One of the important questions in the ANWR debate has been exactly how much oil could be recovered if drilling were allowed and what effect that might have on world markets. Sen. Mark Begich, D-Alaska, said Parnell’s plan would help answer that question and is a “sound proposal to move forward with greatly improved science and technology.”
The state’s senior senator, Republican Lisa Murkowski, also supports the study and has helped Parnell amplify his message in Washington.
“Instead of trying to lock up our resources, we should develop them as part of a balanced energy plan,” said Murkowski, the ranking member of the Senate Energy and Natural Resources Committee.
Parnell touted his plan in May at a U.S. Chamber of Commerce event and made it the focus of a Republican response to one of the president’s weekly addresses last month.
“The debate on ANWR has not kept up with the technology,” he said at a news conference this month. “Why wouldn’t you want to know what’s out there if it has limited impact?”
Parnell has offered $50 million to begin the seismic study. After Interior Secretary Sally Jewell rebuffed his request for federal support in the effort, he threatened to go it alone.
Parnell still needs permission from the Interior Department, which oversees the fish and wildlife agency, to conduct the study. But Parnell has argued that the 1980 law entrusting the federal government to manage this region requires the administration to approve his plan.

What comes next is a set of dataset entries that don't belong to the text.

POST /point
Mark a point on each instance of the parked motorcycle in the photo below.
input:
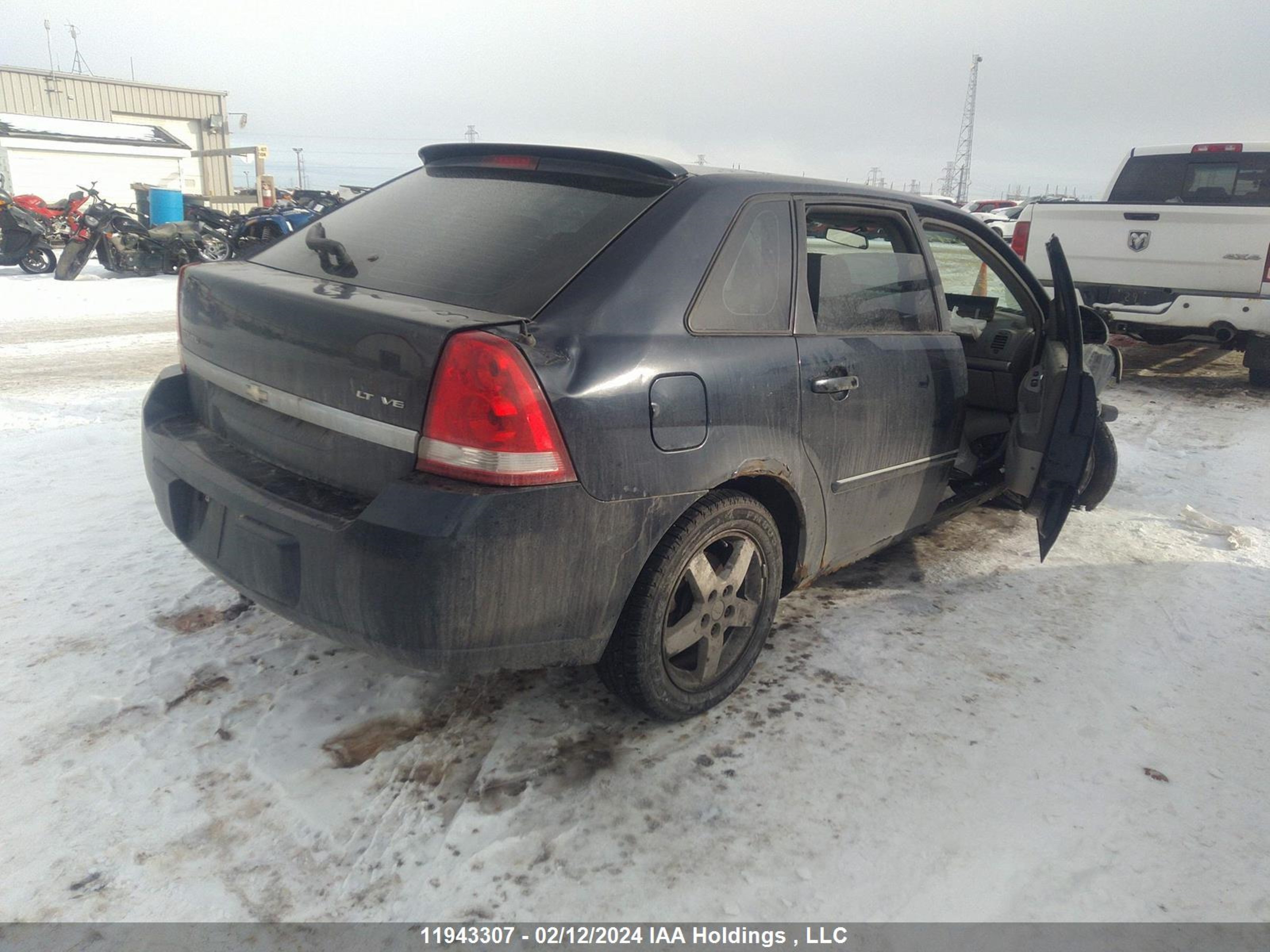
(122, 244)
(219, 230)
(60, 217)
(264, 226)
(22, 238)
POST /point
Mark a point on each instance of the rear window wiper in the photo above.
(332, 254)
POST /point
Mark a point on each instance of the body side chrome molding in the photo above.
(304, 409)
(864, 479)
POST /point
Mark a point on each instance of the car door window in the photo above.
(749, 287)
(867, 274)
(977, 289)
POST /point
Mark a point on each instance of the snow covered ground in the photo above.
(947, 731)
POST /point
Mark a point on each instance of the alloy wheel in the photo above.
(713, 611)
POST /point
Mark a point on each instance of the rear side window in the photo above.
(749, 287)
(867, 274)
(1236, 178)
(498, 240)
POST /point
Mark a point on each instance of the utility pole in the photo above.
(79, 64)
(960, 178)
(947, 183)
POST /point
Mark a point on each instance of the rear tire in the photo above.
(1100, 471)
(215, 247)
(673, 653)
(38, 261)
(74, 258)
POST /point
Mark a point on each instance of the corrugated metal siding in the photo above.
(90, 98)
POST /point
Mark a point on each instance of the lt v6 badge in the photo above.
(387, 401)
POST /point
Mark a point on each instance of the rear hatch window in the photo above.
(501, 240)
(1236, 179)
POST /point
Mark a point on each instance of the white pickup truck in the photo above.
(1179, 248)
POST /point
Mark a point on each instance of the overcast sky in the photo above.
(830, 88)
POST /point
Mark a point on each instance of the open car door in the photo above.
(1058, 412)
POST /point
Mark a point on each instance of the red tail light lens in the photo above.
(488, 419)
(1019, 243)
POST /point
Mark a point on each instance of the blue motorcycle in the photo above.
(242, 235)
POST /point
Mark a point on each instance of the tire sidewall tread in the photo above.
(633, 666)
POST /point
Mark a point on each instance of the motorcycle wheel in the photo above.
(38, 261)
(74, 258)
(215, 248)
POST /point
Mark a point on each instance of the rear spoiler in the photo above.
(553, 159)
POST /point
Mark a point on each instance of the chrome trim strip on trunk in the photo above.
(889, 471)
(304, 409)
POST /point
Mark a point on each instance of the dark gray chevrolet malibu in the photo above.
(534, 405)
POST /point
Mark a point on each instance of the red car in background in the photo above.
(989, 205)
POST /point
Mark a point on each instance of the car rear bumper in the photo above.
(437, 574)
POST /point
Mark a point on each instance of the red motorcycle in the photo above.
(60, 217)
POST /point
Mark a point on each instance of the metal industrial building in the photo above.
(196, 117)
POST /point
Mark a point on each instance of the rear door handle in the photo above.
(835, 385)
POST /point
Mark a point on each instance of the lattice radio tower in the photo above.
(959, 179)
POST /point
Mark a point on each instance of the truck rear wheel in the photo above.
(1100, 470)
(700, 612)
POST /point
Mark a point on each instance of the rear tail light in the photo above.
(1019, 243)
(488, 419)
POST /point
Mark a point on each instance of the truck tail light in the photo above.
(488, 419)
(1019, 243)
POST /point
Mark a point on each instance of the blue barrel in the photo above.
(165, 206)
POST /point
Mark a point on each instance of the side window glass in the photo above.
(973, 285)
(867, 274)
(749, 287)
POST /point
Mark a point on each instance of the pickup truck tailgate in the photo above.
(1192, 248)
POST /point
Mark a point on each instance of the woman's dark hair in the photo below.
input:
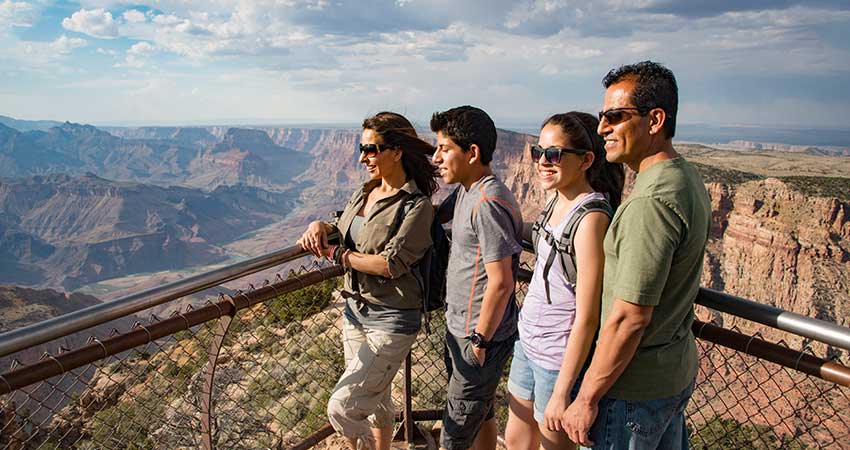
(397, 132)
(603, 176)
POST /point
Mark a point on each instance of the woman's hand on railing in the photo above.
(315, 239)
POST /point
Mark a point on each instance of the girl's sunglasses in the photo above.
(372, 150)
(552, 154)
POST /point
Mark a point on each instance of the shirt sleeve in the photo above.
(495, 226)
(647, 235)
(413, 239)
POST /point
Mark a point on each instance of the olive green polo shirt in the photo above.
(402, 248)
(653, 256)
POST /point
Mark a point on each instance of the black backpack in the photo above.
(565, 245)
(431, 269)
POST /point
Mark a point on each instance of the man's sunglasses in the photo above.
(372, 150)
(552, 154)
(617, 115)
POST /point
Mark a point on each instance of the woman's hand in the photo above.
(315, 239)
(554, 412)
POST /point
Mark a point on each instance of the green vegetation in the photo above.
(834, 187)
(300, 304)
(721, 434)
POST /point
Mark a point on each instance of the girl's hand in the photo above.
(554, 412)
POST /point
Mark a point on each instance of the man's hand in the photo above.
(578, 419)
(480, 354)
(554, 411)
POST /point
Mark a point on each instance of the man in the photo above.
(481, 312)
(635, 391)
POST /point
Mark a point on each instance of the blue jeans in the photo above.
(642, 425)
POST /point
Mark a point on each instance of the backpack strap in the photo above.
(541, 221)
(406, 207)
(565, 245)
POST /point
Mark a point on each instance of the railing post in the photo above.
(408, 402)
(209, 378)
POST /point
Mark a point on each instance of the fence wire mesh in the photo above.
(280, 359)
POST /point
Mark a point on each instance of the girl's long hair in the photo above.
(603, 176)
(398, 132)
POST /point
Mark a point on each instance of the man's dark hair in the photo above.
(467, 125)
(655, 88)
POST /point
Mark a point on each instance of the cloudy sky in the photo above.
(739, 62)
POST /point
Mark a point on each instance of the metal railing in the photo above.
(255, 370)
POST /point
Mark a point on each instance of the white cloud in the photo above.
(141, 49)
(134, 16)
(96, 23)
(65, 45)
(137, 56)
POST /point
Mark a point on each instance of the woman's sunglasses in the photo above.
(552, 154)
(372, 150)
(617, 115)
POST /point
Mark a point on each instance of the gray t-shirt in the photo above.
(486, 227)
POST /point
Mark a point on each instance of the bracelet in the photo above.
(336, 254)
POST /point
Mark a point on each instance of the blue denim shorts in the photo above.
(528, 381)
(642, 425)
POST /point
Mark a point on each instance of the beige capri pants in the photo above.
(362, 398)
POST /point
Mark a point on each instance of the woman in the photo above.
(385, 230)
(559, 318)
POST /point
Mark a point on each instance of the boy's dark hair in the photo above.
(656, 88)
(467, 125)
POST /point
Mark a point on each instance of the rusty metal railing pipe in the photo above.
(56, 365)
(803, 362)
(57, 327)
(819, 330)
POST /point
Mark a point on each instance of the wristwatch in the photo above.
(478, 340)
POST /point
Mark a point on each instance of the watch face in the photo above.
(476, 339)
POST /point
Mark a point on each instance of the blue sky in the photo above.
(756, 62)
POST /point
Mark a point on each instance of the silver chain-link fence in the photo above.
(257, 368)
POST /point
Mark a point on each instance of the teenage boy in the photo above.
(481, 312)
(635, 392)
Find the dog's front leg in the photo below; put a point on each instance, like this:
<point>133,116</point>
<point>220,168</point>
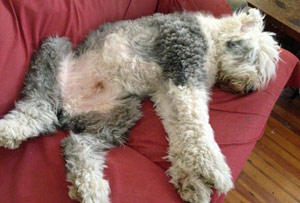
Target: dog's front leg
<point>197,161</point>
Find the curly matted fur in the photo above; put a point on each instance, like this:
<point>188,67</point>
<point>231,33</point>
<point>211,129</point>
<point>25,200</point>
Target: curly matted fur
<point>95,92</point>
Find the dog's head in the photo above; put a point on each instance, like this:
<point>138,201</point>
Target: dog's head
<point>248,56</point>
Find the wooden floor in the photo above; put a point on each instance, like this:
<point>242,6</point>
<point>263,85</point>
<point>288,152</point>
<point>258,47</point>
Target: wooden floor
<point>272,173</point>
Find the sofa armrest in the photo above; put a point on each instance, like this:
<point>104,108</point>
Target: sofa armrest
<point>216,7</point>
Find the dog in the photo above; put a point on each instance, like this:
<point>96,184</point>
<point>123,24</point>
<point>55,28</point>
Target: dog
<point>95,92</point>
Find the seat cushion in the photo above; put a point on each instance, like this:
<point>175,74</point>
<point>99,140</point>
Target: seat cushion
<point>35,172</point>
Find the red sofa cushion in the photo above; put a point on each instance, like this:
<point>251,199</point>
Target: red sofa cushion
<point>35,171</point>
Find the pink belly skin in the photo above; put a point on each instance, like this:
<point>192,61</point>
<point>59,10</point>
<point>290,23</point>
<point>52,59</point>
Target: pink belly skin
<point>85,89</point>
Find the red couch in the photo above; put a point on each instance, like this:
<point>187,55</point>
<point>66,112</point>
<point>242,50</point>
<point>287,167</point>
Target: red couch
<point>35,171</point>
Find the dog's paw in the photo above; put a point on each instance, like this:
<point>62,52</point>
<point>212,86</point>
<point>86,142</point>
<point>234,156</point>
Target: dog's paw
<point>89,189</point>
<point>8,138</point>
<point>221,178</point>
<point>190,186</point>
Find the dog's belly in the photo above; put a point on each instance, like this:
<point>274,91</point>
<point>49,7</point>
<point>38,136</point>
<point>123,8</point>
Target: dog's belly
<point>84,88</point>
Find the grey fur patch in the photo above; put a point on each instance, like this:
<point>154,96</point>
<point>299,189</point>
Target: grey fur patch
<point>111,127</point>
<point>40,85</point>
<point>179,47</point>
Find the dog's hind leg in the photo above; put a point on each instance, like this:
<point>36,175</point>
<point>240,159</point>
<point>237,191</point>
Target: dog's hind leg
<point>36,112</point>
<point>85,161</point>
<point>197,161</point>
<point>85,151</point>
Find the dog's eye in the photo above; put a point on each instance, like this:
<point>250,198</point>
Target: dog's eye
<point>232,44</point>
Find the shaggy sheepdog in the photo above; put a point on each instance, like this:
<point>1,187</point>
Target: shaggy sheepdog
<point>95,92</point>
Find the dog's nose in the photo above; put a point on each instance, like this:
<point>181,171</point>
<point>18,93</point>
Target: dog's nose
<point>251,90</point>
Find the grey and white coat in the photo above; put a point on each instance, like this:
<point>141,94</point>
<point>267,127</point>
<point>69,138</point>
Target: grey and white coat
<point>95,92</point>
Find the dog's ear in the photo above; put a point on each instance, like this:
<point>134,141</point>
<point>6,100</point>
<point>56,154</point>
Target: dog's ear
<point>253,19</point>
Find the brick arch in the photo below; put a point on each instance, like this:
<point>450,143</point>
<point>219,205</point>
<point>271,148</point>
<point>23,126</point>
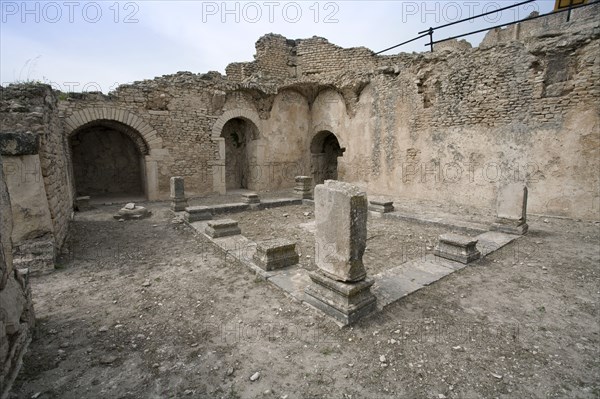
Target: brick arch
<point>321,127</point>
<point>130,132</point>
<point>144,136</point>
<point>134,125</point>
<point>235,113</point>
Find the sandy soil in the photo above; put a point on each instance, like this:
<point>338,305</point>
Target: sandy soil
<point>147,309</point>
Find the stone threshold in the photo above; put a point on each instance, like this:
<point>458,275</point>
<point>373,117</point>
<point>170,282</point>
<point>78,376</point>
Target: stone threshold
<point>241,207</point>
<point>442,221</point>
<point>389,287</point>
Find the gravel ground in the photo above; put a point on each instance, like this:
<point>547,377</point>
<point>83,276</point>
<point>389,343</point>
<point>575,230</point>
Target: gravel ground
<point>147,309</point>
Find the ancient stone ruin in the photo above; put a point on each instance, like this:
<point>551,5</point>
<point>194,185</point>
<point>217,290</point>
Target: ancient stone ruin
<point>354,134</point>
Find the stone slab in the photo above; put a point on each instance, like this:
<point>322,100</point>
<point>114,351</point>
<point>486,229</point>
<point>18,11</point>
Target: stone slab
<point>276,254</point>
<point>197,213</point>
<point>505,226</point>
<point>437,221</point>
<point>276,203</point>
<point>222,228</point>
<point>492,241</point>
<point>344,302</point>
<point>457,247</point>
<point>226,208</point>
<point>250,198</point>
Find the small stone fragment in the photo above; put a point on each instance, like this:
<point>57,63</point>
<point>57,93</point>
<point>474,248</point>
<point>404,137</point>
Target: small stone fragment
<point>255,376</point>
<point>108,359</point>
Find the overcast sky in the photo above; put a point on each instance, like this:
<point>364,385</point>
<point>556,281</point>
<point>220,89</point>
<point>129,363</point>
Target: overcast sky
<point>89,46</point>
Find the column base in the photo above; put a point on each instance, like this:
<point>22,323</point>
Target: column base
<point>345,302</point>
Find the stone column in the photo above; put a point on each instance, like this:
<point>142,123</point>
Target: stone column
<point>303,188</point>
<point>178,201</point>
<point>511,208</point>
<point>340,287</point>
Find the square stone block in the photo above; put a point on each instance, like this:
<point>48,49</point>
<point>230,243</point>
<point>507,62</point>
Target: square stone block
<point>222,228</point>
<point>345,302</point>
<point>178,205</point>
<point>511,208</point>
<point>197,213</point>
<point>381,206</point>
<point>276,254</point>
<point>82,203</point>
<point>457,247</point>
<point>341,230</point>
<point>303,188</point>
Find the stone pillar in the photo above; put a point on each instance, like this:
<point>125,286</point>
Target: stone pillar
<point>303,188</point>
<point>17,318</point>
<point>178,201</point>
<point>511,208</point>
<point>340,287</point>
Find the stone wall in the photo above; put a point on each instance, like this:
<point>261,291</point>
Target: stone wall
<point>443,126</point>
<point>17,318</point>
<point>37,172</point>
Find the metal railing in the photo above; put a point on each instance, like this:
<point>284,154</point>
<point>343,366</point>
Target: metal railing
<point>429,32</point>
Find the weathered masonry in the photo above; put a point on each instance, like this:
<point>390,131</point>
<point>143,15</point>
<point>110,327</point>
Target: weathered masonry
<point>454,125</point>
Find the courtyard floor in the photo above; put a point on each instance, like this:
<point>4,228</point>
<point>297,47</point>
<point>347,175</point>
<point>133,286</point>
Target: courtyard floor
<point>148,309</point>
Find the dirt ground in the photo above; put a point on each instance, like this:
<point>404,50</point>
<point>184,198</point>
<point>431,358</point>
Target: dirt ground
<point>147,309</point>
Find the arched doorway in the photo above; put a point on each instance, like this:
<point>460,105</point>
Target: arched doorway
<point>108,160</point>
<point>238,134</point>
<point>324,152</point>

“We think there will be some explaining to do if the federal government looks at this and says no,” he said, suggesting that a lawsuit against the federal government is the likely next step.
For her part, Jewell reiterated her opposition to the plan in a letter this week.
“That is not something we support,” she said.
A legal battle could stall wilderness designation for ANWR and potentially allow time for a drilling-friendly administration to change course.
In Congress, both sides are determined to stand their ground. While Alaska’s delegation, along with oil and gas industry supporters, have not succeeded in opening the area to drilling, members who side with environmentalists have been unable to permanently take oil and gas development in the refuge off the table. Sen. Edward J. Markey, D-Mass., introduced such a bill (HR 139) when he was in the House and a member of its Energy and Commerce panel.
Environmentalists contend that Parnell is misreading the law and Congress did not intend to allow drilling when it moved to preserve this unique national landmark. They note that a seismic study was already conducted in the 1980s and that a second one would unnecessarily damage the pristine land.
“You don’t get a second bite at that apple,” Lydia Weiss, Arctic Refuge campaign director at the Alaska Wilderness League, said in an interview.
Parnell’s camp responded that the initial study is archaic and that advances in seismic technology make it possible to conduct a more accurate study with limited impact on the land.
The U.S. Geological Survey estimates that 5.7 billion to 16 billion barrels of technically recoverable oil may be there.
Proponents say the estimate is likely conservative and that drilling in ANWR could offer the country a potential energy source worth $1 trillion that could free the nation from dependency on foreign oil. Critics say the volume of recoverable oil would have little impact on world markets and does not justify the potential environmental harm.
“It’s America’s national wildlife refuge,” Weiss said. “It doesn’t just belong to Alaska, and it doesn’t just belong to Alaska’s senators.”